This is a sample app that creates a simple Cloud Dataflow pipeline that writes the words "Hello" and "World" into Cloud Bigtable.
- Follow the Cloud Dataflow getting started instructions. (if required) Including:
- Create a project
- Enable Billing
- Enable APIs
- Create a Google Cloud Storage Bucket
- Development Environment Setup
- Install Google Cloud SDK
- Install Java
- Install Maven
- You may wish to also Run an Example Pipeline
- Create a Cloud Bigtable cluster using the Developer Console by clicking on the Storage > Cloud Bigtable > New Cluster button. After that, enter the Cluster name, ID, zone, and number of nodes. Once you have entered those values, click the Create button.
-
Using the HBase shell
create 'Dataflow_test', 'cf'
$ mvn compile exec:java -Dexec.mainClass="com.example.bigtable.dataflow.pardo.HelloWorldBigtablePardo" -Dexec.args="--runner=BlockingDataflowPipelineRunner --project=<PROJECTID> --bigtableProjectId=<PROJECTID> --bigtableClusterId=<CLUSTERID> --bigtableZoneId=<ZONE> --bigtableTableId=Dataflow_test --stagingLocation=gs://<STORAGE_BUCKET>/staging"

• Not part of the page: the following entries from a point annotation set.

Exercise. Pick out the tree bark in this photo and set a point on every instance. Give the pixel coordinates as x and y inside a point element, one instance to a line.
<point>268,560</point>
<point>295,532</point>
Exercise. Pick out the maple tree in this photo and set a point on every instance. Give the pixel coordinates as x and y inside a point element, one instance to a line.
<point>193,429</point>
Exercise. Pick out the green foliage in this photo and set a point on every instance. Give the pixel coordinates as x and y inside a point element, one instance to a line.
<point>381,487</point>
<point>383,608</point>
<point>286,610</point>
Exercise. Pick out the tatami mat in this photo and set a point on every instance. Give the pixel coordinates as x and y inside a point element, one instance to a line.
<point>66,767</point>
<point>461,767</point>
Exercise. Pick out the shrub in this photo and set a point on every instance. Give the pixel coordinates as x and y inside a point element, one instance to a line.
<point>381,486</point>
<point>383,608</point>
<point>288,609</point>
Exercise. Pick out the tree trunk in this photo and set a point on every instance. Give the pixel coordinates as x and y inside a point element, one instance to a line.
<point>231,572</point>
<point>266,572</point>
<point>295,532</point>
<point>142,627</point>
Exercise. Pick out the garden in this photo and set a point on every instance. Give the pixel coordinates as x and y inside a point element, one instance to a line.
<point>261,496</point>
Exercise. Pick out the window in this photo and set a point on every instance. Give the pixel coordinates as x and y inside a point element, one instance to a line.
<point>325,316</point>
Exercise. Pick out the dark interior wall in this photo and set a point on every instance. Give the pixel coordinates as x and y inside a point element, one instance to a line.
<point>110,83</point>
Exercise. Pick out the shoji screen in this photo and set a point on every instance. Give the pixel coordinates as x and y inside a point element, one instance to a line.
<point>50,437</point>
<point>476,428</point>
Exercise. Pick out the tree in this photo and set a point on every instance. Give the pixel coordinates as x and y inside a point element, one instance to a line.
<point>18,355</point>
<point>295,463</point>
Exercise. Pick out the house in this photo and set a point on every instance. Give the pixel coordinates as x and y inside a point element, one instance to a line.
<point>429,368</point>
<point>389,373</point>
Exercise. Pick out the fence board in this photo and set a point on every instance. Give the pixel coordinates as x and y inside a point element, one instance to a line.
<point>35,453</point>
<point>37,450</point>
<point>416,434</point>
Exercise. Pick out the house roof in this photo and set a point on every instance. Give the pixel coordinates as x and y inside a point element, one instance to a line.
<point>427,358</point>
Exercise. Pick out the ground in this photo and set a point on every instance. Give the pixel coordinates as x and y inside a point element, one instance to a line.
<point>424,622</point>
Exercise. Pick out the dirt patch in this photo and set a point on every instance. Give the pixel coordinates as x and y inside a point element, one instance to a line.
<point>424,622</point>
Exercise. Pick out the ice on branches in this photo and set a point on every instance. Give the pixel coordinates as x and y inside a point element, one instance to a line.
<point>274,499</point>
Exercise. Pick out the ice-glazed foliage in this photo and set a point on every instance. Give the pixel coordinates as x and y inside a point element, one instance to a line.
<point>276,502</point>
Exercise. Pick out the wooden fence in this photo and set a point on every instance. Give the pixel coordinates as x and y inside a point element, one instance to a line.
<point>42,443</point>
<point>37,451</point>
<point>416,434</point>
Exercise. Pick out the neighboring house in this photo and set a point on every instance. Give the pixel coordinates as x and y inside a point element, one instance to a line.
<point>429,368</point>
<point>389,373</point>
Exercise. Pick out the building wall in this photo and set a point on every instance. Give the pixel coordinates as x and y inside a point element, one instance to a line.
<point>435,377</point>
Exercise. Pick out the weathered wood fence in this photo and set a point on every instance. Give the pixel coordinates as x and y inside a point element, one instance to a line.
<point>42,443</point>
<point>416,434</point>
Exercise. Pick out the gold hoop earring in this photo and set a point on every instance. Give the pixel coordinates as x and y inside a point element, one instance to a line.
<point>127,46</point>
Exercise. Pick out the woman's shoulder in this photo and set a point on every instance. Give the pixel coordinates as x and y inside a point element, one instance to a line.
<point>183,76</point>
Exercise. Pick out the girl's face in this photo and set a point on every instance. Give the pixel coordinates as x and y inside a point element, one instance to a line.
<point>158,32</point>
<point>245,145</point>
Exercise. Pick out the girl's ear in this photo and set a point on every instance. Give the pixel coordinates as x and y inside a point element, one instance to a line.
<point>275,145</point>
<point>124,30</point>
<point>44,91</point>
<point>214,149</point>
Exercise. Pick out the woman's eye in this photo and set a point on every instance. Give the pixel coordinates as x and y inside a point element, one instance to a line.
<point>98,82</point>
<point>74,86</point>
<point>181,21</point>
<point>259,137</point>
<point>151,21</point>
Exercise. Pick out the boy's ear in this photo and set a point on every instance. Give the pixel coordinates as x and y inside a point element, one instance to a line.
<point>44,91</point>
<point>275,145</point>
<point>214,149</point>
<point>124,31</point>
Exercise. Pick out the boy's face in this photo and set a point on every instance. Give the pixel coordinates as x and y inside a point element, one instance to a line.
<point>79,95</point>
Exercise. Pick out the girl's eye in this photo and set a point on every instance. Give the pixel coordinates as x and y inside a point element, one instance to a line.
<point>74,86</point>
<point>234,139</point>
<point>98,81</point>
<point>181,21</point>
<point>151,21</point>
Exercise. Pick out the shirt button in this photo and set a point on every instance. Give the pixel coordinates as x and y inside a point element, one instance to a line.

Note: Occasionally, you may see log messages similar to the following. It is safe to ignore these warnings, which will be fixed in a future release:
INFO: Job finished with status DONE
[WARNING] thread Thread[pool-1-thread-1,5,com.example.bigtable.dataflow.pardo.HelloWorldBigtablePardo] was interrupted but is still alive after waiting at least 15000msecs
[WARNING] thread Thread[pool-1-thread-1,5,com.example.bigtable.dataflow.pardo.HelloWorldBigtablePardo] will linger despite being asked to die via interruption
[WARNING] NOTE: 1 thread(s) did not finish despite being asked to via interruption. This is not a problem with exec:java, it is a problem with the running code. Although not serious, it should be remedied.
[WARNING] Couldn't destroy threadgroup org.codehaus.mojo.exec.ExecJavaMojo$IsolatedThreadGroup[name=com.example.bigtable.dataflow.pardo.HelloWorldBigtablePardo,maxpri=10]
java.lang.IllegalThreadStateException
In the shell, run the following:
hbase(main):006:0> scan 'Dataflow_test'
You'll get results similar to:
ROW COLUMN+CELL
Hello column=cf:qualifier, timestamp=1440160973115, value=value_55.30408391952081
World column=cf:qualifier, timestamp=1440160973308, value=value_34.64692067168532
2 row(s) in 0.1880 seconds